For some incoming city employees in Atlanta, a drug test will no longer be a prerequisite for the job.
That is thanks to an executive order issued earlier this month by Atlanta Mayor Keisha Lance Bottoms that suspended physical examinations and drug screenings “prospective employees who are not applying for employment in safety sensitive positions.”
The order “also grants the Commissioner of the Department of Human Resources the authority to administratively establish requirements for pre-employment physical examinations and drug testing for safety sensitive positions and may designate certain employment classifications which affect safety and /or security as safety sensitive positions.”
“The current pre-employment testing requirements for those seeking jobs, not related to safety and security, are outdated and costly barriers to onboarding new talent in the City of Atlanta,” Bottoms said in a press release earlier this month. “As we continue to reform our employment process, creating a positive employee experience is key to attracting and maintaining a top-tier workforce, while ensuring opportunities are accessible to all.”
The “safety sensitive” designation means the order will not extend to “police officers or people who drive sanitation trucks, according to the Atlanta Journal-Constitution.

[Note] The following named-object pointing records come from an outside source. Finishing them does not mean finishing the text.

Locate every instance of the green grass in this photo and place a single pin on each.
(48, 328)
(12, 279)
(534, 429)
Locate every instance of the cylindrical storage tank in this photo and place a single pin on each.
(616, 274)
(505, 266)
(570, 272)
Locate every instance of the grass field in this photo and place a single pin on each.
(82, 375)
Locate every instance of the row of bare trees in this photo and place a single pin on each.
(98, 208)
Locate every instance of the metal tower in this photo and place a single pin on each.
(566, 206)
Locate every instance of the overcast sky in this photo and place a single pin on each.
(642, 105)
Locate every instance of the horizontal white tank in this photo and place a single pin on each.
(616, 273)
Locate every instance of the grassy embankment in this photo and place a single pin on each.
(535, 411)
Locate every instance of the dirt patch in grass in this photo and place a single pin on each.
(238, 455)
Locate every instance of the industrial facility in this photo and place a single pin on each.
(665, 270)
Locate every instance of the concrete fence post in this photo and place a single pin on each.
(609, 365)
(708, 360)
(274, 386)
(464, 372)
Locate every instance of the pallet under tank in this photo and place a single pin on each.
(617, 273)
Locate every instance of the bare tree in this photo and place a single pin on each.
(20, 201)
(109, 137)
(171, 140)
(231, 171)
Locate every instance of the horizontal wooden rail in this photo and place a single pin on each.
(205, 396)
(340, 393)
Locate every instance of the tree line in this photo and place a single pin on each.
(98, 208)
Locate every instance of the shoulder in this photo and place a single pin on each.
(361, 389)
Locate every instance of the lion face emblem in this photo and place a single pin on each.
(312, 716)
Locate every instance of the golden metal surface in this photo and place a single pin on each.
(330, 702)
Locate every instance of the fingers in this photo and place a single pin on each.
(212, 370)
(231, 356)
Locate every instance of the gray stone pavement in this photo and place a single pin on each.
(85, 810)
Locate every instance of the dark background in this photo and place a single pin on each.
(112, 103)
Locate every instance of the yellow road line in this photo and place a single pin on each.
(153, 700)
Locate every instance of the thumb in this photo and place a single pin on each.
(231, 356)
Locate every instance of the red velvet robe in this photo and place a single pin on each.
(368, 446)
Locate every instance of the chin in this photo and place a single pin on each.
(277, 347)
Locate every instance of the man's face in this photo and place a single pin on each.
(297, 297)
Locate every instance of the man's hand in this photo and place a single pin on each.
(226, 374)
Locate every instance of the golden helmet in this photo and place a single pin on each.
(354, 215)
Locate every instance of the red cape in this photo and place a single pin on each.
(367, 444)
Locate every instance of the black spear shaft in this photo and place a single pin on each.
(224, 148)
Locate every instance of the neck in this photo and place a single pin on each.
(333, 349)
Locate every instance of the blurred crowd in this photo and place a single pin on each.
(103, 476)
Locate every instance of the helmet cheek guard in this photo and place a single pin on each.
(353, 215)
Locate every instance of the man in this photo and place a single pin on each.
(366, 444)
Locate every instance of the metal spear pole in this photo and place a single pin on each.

Another Step To Eliminate Discriminatory Hiring Practices
Bottoms’ office noted that the executive order is “another step toward achieving Mayor Bottoms’ vision for the city as One Atlanta and the Administration’s equity agenda,” saying that the effort also included the “establishment of the first-ever Mayor’s Office of Equity, Diversity, and Inclusion.”
“Previously, Mayor Bottoms removed the salary history question on employment applications in an effort to ensure fair hiring practices. Studies have shown that on average, women earn 80 cents for every dollar their male counterparts earn. For women of color, the wage gap is even more disparate,” Bottoms’ office said in a statement. “Black women on average earn 62 cents for every dollar their white male counterpart earns. For Latinas, the gap is 53 cents for every dollar—or 47 percent less. Mayor Bottoms’ move to revise pre-employment screenings and salary history questions from the City’s hiring practices builds upon Atlanta’s decision in 2014 to ban a requirement for people with criminal convictions to disclose that information on job applications.”

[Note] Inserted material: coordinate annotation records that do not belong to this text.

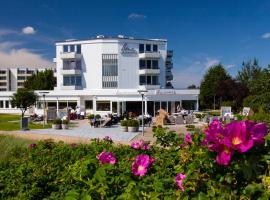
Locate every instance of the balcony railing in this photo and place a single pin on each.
(70, 55)
(149, 71)
(150, 54)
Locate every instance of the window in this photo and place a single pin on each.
(148, 80)
(141, 48)
(103, 105)
(88, 104)
(65, 48)
(21, 78)
(154, 64)
(79, 48)
(109, 71)
(148, 64)
(155, 80)
(142, 64)
(142, 80)
(72, 48)
(72, 80)
(148, 47)
(155, 48)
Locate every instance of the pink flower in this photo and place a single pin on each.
(73, 145)
(140, 145)
(188, 138)
(236, 136)
(32, 146)
(107, 157)
(107, 138)
(179, 181)
(141, 164)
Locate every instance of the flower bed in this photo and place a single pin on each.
(181, 168)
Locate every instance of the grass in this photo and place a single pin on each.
(7, 143)
(9, 117)
(14, 126)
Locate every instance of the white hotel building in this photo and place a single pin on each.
(103, 74)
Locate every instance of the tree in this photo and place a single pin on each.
(191, 86)
(249, 71)
(23, 99)
(43, 80)
(210, 84)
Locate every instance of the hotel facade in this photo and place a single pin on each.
(103, 75)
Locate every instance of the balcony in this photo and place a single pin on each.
(71, 71)
(149, 87)
(71, 87)
(169, 77)
(169, 59)
(70, 55)
(169, 65)
(169, 53)
(149, 71)
(154, 55)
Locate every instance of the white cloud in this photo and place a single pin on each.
(5, 31)
(136, 16)
(28, 30)
(210, 62)
(230, 66)
(10, 56)
(194, 72)
(266, 36)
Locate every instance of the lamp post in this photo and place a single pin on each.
(44, 103)
(142, 92)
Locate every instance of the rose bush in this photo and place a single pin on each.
(182, 168)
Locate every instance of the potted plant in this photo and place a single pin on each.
(124, 125)
(133, 125)
(57, 123)
(65, 124)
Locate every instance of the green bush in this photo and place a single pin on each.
(60, 171)
(65, 122)
(57, 121)
(91, 116)
(124, 122)
(133, 123)
(97, 116)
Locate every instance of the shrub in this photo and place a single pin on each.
(97, 116)
(91, 116)
(124, 123)
(182, 170)
(65, 121)
(57, 121)
(133, 123)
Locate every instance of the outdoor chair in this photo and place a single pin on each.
(179, 120)
(189, 119)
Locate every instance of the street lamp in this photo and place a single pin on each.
(142, 92)
(44, 109)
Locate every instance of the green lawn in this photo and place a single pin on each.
(7, 143)
(13, 126)
(9, 117)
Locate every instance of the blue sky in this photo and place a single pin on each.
(201, 33)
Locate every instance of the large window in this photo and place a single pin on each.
(148, 47)
(78, 48)
(88, 104)
(103, 105)
(155, 48)
(65, 48)
(72, 80)
(149, 80)
(109, 71)
(141, 48)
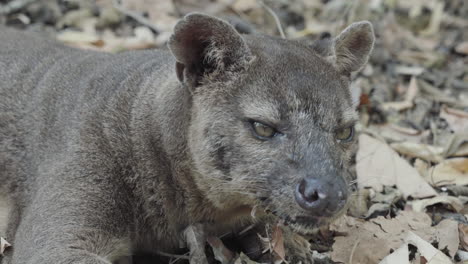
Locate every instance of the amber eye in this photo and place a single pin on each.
(345, 134)
(263, 130)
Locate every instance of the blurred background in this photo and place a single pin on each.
(412, 163)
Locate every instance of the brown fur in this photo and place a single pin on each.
(105, 155)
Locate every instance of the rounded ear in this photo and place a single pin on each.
(207, 48)
(351, 49)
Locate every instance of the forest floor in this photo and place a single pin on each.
(412, 162)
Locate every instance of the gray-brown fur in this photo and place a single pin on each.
(107, 154)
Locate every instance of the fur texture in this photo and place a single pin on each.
(104, 155)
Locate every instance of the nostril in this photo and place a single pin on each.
(312, 198)
(309, 192)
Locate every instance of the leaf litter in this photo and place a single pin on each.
(411, 166)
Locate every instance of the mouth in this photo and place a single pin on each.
(302, 224)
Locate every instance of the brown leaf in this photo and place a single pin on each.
(457, 119)
(373, 240)
(378, 165)
(462, 47)
(277, 242)
(450, 171)
(411, 92)
(221, 253)
(420, 205)
(463, 233)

The move comes amid a wave of legalization throughout the country, which has forced state and local governments to reconsider its treatment of marijuana. Other cities have also considered doing away with employment drug screenings, a move advocates have long called for.
“The abolishment of this discriminatory policy is long overdue,” NORML’s deputy director Paul Armentano said in response to the executive order in Atlanta. “The use of cannabis during one’s off hours poses no legitimate workplace safety threat and the tens of millions of Americans who engage in this behavior should no longer be stigmatized or denied employment because of it.”
Along with the ever-changing laws surrounding marijuana—and its growing acceptance among the population at large—there is also evidence to support doing away with pre-employment drug screenings.
A study published last year by researchers from the University of Toronto found “no evidence that cannabis users experienced higher rates of work-related injuries,” but the authors of the study said that “occupational medicine practitioners should take a risk-based approach to drafting workplace cannabis policies.”